A Ordem dos Advogados do Brasil, Seccional Paraíba (OAB-PB), decidiu abrir uma investigação interna para apurar as circunstâncias da prisão do advogado Hilton Maia, ocorrida no último domingo (2), em João Pessoa, sob suspeita de violência doméstica contra a namorada. A medida foi determinada pelo presidente da entidade, Harrison Targino, e será conduzida pelo Tribunal de Ética e Disciplina da OAB-PB.
Em declaração oficial, Targino afirmou que a OAB-PB ainda não recebeu informações formais sobre o caso. Até o momento, os detalhes foram divulgados apenas por portais de notícias e redes sociais. Diante disso, ele determinou que a Delegacia da Mulher seja oficiada para fornecer dados sobre a ocorrência, as acusações e todas as circunstâncias relacionadas ao fato.
Presidente da OAB-PB pede esclarecimentos oficiais
“O fato ainda não foi informado, nós não temos dados do ocorrido, nem do que de fato ocorreu. Por este motivo, determinei a abertura de procedimento administrativo no Tribunal de Ética e Disciplina da OAB, inclusive oficiar a Delegacia da Mulher para que sejam remetidas informações acerca do ocorrido, das acusações, de todas as circunstâncias relativas ao fato”, declarou Harrison Targino.

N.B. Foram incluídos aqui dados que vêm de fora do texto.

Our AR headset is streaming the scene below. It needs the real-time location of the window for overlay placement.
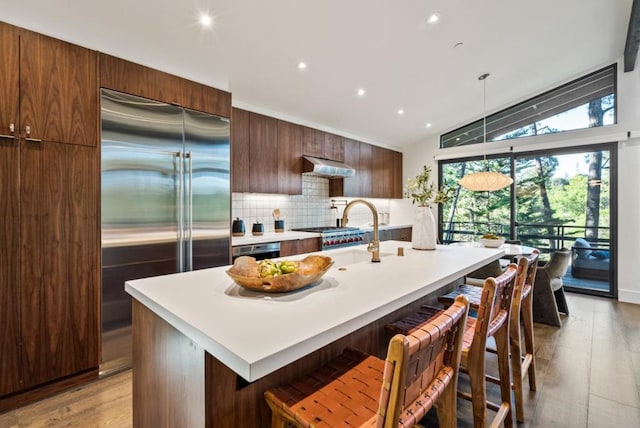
[440,64,617,148]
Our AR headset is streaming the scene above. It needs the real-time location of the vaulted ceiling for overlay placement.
[0,0,633,147]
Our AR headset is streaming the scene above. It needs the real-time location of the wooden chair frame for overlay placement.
[265,296,469,428]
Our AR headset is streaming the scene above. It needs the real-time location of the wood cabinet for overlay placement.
[0,22,20,140]
[0,23,100,402]
[20,29,98,146]
[277,120,303,195]
[231,108,251,192]
[19,142,100,388]
[280,238,322,257]
[0,23,98,146]
[0,138,22,396]
[329,138,402,198]
[302,126,344,162]
[324,132,344,162]
[231,108,303,195]
[100,54,231,118]
[249,112,278,193]
[302,126,324,158]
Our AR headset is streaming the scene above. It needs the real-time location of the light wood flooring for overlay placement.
[0,293,640,428]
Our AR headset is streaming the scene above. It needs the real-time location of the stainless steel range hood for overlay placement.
[302,156,356,178]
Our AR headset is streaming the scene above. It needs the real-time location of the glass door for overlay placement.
[439,144,617,297]
[515,146,615,296]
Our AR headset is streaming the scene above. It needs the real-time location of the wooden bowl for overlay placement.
[227,255,333,293]
[480,238,504,248]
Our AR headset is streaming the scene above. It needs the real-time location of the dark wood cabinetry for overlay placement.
[280,238,322,257]
[277,120,302,195]
[100,53,231,117]
[302,126,344,162]
[20,30,98,146]
[231,108,303,195]
[0,23,100,404]
[249,112,278,193]
[0,138,22,396]
[19,142,99,388]
[231,108,251,192]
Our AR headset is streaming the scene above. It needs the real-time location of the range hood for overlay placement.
[302,156,356,178]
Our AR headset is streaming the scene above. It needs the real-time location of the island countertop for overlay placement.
[125,241,503,382]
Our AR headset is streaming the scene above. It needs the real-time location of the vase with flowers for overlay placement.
[404,165,454,250]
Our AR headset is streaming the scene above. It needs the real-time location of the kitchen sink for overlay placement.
[331,248,393,267]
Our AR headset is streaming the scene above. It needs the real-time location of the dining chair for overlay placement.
[387,264,518,428]
[438,249,540,422]
[265,296,469,428]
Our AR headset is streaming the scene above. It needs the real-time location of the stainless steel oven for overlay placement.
[232,242,280,260]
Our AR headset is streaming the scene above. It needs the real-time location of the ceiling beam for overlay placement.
[624,0,640,73]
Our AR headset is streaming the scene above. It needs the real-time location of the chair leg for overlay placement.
[553,287,569,315]
[522,293,537,391]
[510,317,524,422]
[494,322,513,428]
[467,355,487,428]
[438,380,458,428]
[271,413,287,428]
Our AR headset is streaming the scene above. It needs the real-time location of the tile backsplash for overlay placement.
[231,175,393,232]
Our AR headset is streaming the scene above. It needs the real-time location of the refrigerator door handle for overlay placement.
[184,151,193,271]
[175,152,184,272]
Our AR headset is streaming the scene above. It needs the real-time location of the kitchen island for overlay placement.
[126,241,503,427]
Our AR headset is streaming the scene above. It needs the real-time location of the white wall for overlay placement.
[400,58,640,304]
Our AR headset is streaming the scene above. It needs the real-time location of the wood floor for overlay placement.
[0,293,640,428]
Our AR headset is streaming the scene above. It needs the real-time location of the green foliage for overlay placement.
[404,165,454,207]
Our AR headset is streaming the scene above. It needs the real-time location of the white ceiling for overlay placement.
[0,0,632,147]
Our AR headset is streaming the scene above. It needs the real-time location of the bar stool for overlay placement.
[438,250,540,422]
[388,264,517,428]
[265,296,469,428]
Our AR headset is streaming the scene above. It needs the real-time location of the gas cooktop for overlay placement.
[293,226,364,250]
[292,226,360,233]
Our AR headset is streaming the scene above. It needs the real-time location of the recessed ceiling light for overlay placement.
[200,13,213,27]
[427,12,440,24]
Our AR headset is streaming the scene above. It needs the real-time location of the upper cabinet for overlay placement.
[249,112,278,193]
[0,23,98,146]
[278,120,303,195]
[231,108,302,195]
[231,108,402,198]
[100,54,231,118]
[231,108,251,192]
[0,22,20,139]
[302,126,344,162]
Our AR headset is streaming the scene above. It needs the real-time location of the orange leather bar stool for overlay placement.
[438,250,540,422]
[388,264,517,428]
[265,296,469,428]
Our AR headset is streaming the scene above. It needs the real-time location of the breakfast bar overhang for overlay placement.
[125,241,503,428]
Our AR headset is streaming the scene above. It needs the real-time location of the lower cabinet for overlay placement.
[280,238,322,257]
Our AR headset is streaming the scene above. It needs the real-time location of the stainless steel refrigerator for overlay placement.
[101,89,231,371]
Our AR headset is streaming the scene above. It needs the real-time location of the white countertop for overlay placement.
[125,241,504,382]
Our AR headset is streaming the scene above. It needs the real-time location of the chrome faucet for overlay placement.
[342,199,380,263]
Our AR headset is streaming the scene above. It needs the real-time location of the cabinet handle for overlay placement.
[0,123,16,140]
[24,125,42,143]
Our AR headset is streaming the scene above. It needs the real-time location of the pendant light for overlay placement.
[458,73,513,192]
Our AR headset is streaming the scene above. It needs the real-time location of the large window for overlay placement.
[440,64,617,148]
[439,144,616,296]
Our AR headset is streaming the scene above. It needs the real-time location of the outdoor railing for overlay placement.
[442,222,610,254]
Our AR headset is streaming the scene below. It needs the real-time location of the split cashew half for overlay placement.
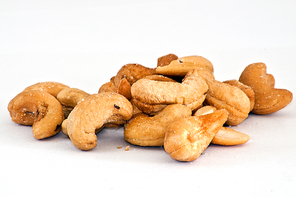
[239,63,293,114]
[67,92,133,150]
[164,109,228,161]
[156,55,214,76]
[24,81,69,97]
[131,70,208,105]
[8,90,64,139]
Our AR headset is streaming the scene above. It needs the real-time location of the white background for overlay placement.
[0,0,296,196]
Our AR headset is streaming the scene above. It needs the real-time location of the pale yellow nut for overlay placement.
[23,81,69,97]
[124,104,192,146]
[211,127,250,146]
[164,109,228,161]
[156,56,214,76]
[131,70,208,105]
[66,92,133,150]
[8,90,64,139]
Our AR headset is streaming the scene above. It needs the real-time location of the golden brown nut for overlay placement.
[131,98,167,116]
[124,104,192,146]
[8,90,64,139]
[205,77,250,125]
[211,127,250,146]
[57,88,90,107]
[239,63,293,114]
[223,79,255,111]
[24,81,69,97]
[67,92,133,150]
[131,70,208,105]
[164,109,228,161]
[111,64,156,87]
[193,105,217,116]
[156,56,214,76]
[157,53,178,67]
[194,106,250,146]
[98,78,132,100]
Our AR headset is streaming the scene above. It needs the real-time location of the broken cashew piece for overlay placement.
[124,104,192,146]
[67,92,133,150]
[8,90,64,139]
[23,81,69,97]
[156,56,214,76]
[205,76,250,126]
[131,70,208,108]
[194,106,250,146]
[239,63,293,114]
[164,109,228,161]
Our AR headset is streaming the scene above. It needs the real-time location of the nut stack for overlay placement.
[8,54,293,161]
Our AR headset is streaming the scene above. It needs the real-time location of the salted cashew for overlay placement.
[23,81,69,97]
[111,64,155,87]
[223,79,255,111]
[57,88,90,107]
[98,78,132,100]
[164,109,228,161]
[205,75,250,126]
[157,53,178,67]
[124,104,192,146]
[8,90,64,139]
[239,63,293,114]
[211,127,250,146]
[67,92,133,150]
[131,70,208,109]
[194,106,250,146]
[156,56,214,76]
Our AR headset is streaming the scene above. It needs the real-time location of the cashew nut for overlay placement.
[239,63,293,114]
[157,53,178,67]
[8,90,64,139]
[67,92,133,150]
[194,106,250,146]
[24,81,69,97]
[131,70,208,108]
[156,56,214,76]
[164,109,228,161]
[124,104,192,146]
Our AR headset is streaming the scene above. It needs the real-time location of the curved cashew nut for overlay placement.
[124,104,192,146]
[8,90,64,139]
[131,70,208,105]
[67,92,133,150]
[156,56,214,76]
[164,109,228,161]
[24,81,69,97]
[193,106,250,146]
[239,63,293,114]
[57,88,90,107]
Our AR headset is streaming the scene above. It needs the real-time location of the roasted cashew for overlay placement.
[57,88,90,108]
[8,90,64,139]
[223,79,255,111]
[24,81,69,97]
[239,63,293,114]
[67,92,133,150]
[157,53,178,67]
[164,109,228,161]
[111,64,155,87]
[124,104,192,146]
[98,78,132,100]
[194,106,250,146]
[204,74,250,125]
[156,56,214,76]
[131,70,208,109]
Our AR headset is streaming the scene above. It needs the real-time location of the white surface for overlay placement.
[0,0,296,196]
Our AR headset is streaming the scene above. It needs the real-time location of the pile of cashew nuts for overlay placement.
[8,54,293,161]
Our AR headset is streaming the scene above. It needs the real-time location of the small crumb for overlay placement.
[125,146,130,151]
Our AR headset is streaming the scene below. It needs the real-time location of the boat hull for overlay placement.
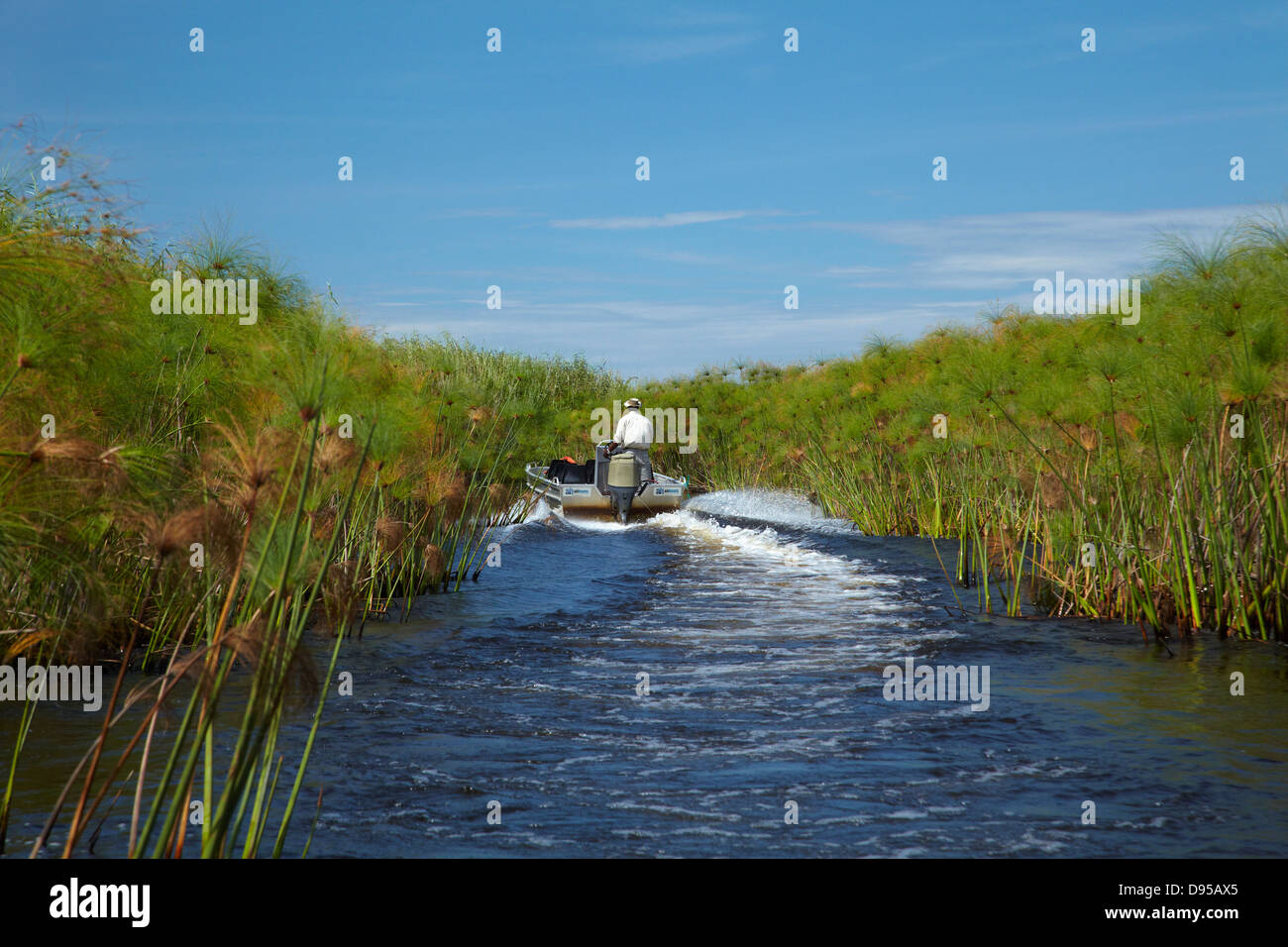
[527,464,690,517]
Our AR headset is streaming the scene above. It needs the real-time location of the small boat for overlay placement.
[524,442,690,523]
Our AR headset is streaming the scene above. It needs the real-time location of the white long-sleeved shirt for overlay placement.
[613,407,653,447]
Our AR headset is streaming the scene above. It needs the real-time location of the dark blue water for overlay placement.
[296,494,1288,857]
[9,493,1288,857]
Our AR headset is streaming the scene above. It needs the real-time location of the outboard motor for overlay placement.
[608,454,640,526]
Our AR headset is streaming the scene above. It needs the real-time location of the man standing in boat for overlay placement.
[609,398,653,483]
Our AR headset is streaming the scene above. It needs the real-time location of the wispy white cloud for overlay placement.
[550,210,751,231]
[608,33,760,64]
[782,205,1258,292]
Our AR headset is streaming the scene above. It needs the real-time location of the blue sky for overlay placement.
[0,0,1288,377]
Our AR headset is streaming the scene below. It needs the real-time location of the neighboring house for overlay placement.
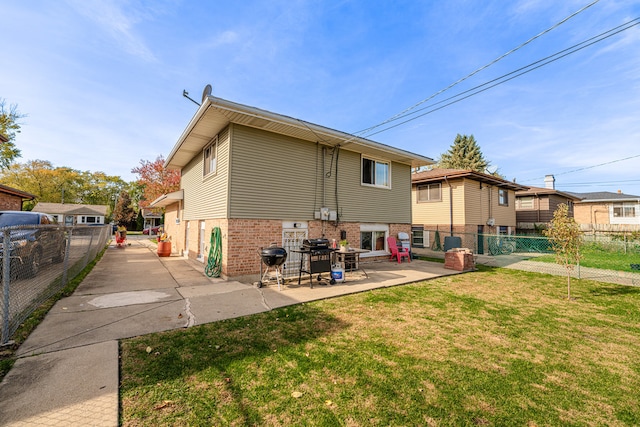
[142,208,162,228]
[33,202,107,225]
[516,175,580,232]
[411,169,528,253]
[150,96,433,277]
[572,191,640,232]
[0,184,36,211]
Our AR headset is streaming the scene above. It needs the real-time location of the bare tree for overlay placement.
[542,203,582,299]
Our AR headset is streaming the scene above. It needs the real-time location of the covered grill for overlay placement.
[296,239,335,288]
[258,244,287,290]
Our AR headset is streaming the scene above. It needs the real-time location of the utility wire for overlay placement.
[522,154,640,182]
[367,18,640,137]
[355,0,600,139]
[364,18,640,129]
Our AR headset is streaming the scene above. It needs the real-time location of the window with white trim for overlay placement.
[202,136,218,176]
[360,224,389,257]
[362,156,391,188]
[516,196,534,209]
[417,183,442,203]
[613,203,637,218]
[498,188,509,206]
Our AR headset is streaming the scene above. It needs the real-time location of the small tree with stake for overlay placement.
[542,203,582,299]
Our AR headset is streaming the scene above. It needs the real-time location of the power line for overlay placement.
[355,0,600,135]
[360,18,640,137]
[522,154,640,182]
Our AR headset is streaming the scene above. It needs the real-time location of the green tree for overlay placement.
[542,203,582,299]
[0,98,26,170]
[0,160,131,210]
[437,134,489,173]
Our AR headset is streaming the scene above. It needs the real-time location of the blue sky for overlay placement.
[0,0,640,195]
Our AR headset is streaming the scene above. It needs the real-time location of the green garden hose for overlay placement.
[204,227,222,277]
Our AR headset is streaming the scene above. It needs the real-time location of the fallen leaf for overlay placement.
[153,400,173,411]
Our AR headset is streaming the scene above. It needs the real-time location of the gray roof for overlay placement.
[567,191,640,203]
[165,95,434,171]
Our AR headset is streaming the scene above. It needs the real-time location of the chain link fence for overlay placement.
[0,225,111,344]
[413,229,640,286]
[425,230,553,255]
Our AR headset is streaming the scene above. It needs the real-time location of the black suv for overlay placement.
[0,211,66,278]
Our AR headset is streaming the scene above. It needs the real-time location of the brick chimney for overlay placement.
[544,175,556,190]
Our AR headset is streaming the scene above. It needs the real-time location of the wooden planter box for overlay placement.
[444,248,476,271]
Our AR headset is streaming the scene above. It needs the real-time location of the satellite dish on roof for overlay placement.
[202,85,213,102]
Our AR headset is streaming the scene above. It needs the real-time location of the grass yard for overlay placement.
[121,267,640,427]
[530,244,640,273]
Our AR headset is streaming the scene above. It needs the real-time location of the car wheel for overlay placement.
[27,249,42,277]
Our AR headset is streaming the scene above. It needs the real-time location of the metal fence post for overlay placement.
[0,229,11,344]
[82,229,94,268]
[62,228,73,288]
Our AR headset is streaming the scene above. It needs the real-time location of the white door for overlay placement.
[282,222,308,279]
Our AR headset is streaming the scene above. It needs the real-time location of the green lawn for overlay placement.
[121,267,640,426]
[531,244,640,273]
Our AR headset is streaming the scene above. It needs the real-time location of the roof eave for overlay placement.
[165,96,434,169]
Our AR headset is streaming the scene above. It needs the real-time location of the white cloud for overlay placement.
[67,0,157,62]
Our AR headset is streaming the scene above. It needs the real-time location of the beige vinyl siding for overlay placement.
[229,124,321,220]
[490,187,516,227]
[325,149,411,224]
[464,179,482,225]
[412,180,466,225]
[181,128,230,220]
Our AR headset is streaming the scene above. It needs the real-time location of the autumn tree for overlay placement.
[437,134,489,173]
[0,98,26,170]
[0,160,131,209]
[131,156,180,208]
[542,203,582,299]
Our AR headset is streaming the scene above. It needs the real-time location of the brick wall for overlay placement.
[202,219,411,277]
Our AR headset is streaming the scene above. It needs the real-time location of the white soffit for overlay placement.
[165,96,433,169]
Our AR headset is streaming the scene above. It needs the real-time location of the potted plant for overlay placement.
[158,232,171,257]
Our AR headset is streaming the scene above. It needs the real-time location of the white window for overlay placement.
[417,183,442,203]
[362,157,391,188]
[360,224,389,257]
[613,203,636,218]
[498,188,509,206]
[202,136,218,176]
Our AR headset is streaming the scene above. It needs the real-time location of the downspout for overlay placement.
[444,175,453,237]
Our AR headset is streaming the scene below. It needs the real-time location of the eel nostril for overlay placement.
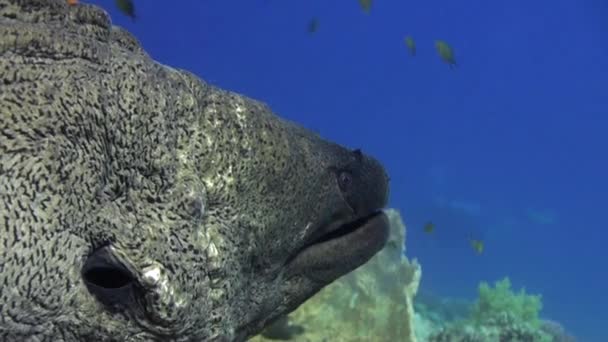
[81,246,139,309]
[83,267,133,289]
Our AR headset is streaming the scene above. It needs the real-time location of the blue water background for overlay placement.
[94,0,608,342]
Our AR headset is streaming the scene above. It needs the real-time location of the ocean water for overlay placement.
[91,0,608,342]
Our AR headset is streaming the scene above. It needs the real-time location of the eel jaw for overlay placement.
[288,211,389,283]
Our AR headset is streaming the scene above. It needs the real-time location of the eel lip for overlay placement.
[290,211,389,282]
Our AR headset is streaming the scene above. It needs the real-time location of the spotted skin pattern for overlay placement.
[0,0,388,342]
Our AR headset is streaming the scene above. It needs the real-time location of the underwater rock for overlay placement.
[540,319,576,342]
[251,209,420,342]
[428,313,553,342]
[0,0,389,342]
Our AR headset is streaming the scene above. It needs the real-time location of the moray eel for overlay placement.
[0,0,389,342]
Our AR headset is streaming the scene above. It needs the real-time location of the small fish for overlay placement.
[403,36,416,56]
[308,18,319,34]
[359,0,372,14]
[435,40,457,68]
[116,0,135,20]
[423,221,435,234]
[469,238,484,254]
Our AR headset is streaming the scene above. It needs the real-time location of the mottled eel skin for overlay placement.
[0,0,388,342]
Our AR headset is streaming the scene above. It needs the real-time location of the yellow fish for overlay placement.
[423,221,435,233]
[469,238,484,254]
[359,0,372,14]
[403,36,416,56]
[435,40,457,68]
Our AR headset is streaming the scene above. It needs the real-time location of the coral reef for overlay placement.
[428,278,553,342]
[251,209,420,342]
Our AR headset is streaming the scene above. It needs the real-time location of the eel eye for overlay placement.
[338,171,353,192]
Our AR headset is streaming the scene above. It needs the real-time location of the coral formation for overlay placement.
[428,278,553,342]
[252,209,421,342]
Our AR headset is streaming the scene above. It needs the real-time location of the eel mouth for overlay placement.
[290,210,389,281]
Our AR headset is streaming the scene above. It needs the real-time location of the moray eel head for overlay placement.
[0,0,388,342]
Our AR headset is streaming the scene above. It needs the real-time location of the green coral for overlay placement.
[428,278,552,342]
[471,277,542,327]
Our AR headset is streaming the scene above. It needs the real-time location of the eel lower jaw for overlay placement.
[289,211,389,283]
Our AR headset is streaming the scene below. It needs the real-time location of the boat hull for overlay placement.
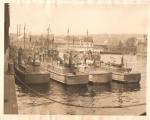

A iniciativa da OAB-PB visa garantir a transparência e a apuração rigorosa do caso, que envolve um profissional do Direito. O procedimento administrativo poderá resultar em sanções disciplinares, que vão desde advertência até a suspensão ou cancelamento da inscrição do advogado, conforme o Estatuto da Advocacia.
Entenda o caso Hilton Maia
Hilton Maia foi preso em flagrante no domingo (2) em João Pessoa, suspeito de agredir a namorada. Ele foi encaminhado à carceragem da Cidade da Polícia, onde teve a prisão convertida em preventiva pela Justiça. A delegada Sileide Azevedo informou que o homem foi detido pela Polícia Militar e, em seguida, apresentado na delegacia.
Na unidade policial, foram ouvidos os policiais que conduziram a ocorrência e a vítima, que passou por exame de corpo de delito. A mulher recebeu uma medida protetiva de urgência, com o objetivo de garantir sua segurança. O advogado também foi submetido ao exame de corpo de delito e, durante o depoimento, optou por permanecer em silêncio, conforme garantido pela legislação.
Medidas protetivas e silêncio do acusado
A medida protetiva de urgência concedida à vítima é uma ferramenta prevista na Lei Maria da Penha (Lei 11.340/2006) e visa coibir novas agressões, estabelecendo restrições ao agressor, como afastamento do lar e proibição de contato. O silêncio do acusado, por sua vez, é um direito constitucional, mas não impede o andamento das investigações.
A prisão preventiva foi mantida pela Justiça, o que indica que há indícios suficientes de autoria e materialidade do crime. O caso segue sob investigação da Delegacia da Mulher, que deve encaminhar o inquérito ao Ministério Público e à Justiça para as devidas providências legais.
Repercussão e procedimentos éticos
A prisão de um advogado por violência doméstica gerou repercussão na comunidade jurídica da Paraíba. A OAB-PB, ao abrir o procedimento administrativo, reforça seu compromisso com a ética e a disciplina profissional, mas também ressalta que a apuração seguirá o devido processo legal, garantindo ampla defesa ao investigado.
O Tribunal de Ética e Disciplina da OAB-PB é o órgão competente para analisar condutas de advogados que possam violar os preceitos éticos da profissão. Caso seja comprovada a prática de violência doméstica, Hilton Maia poderá responder a processo disciplinar, com possíveis sanções que impactam diretamente sua carreira.
Até o momento, a OAB-PB aguarda as informações oficiais da Delegacia da Mulher para dar continuidade ao procedimento. A delegada Sileide Azevedo e sua equipe seguem trabalhando no caso, que deve ser concluído nos próximos dias.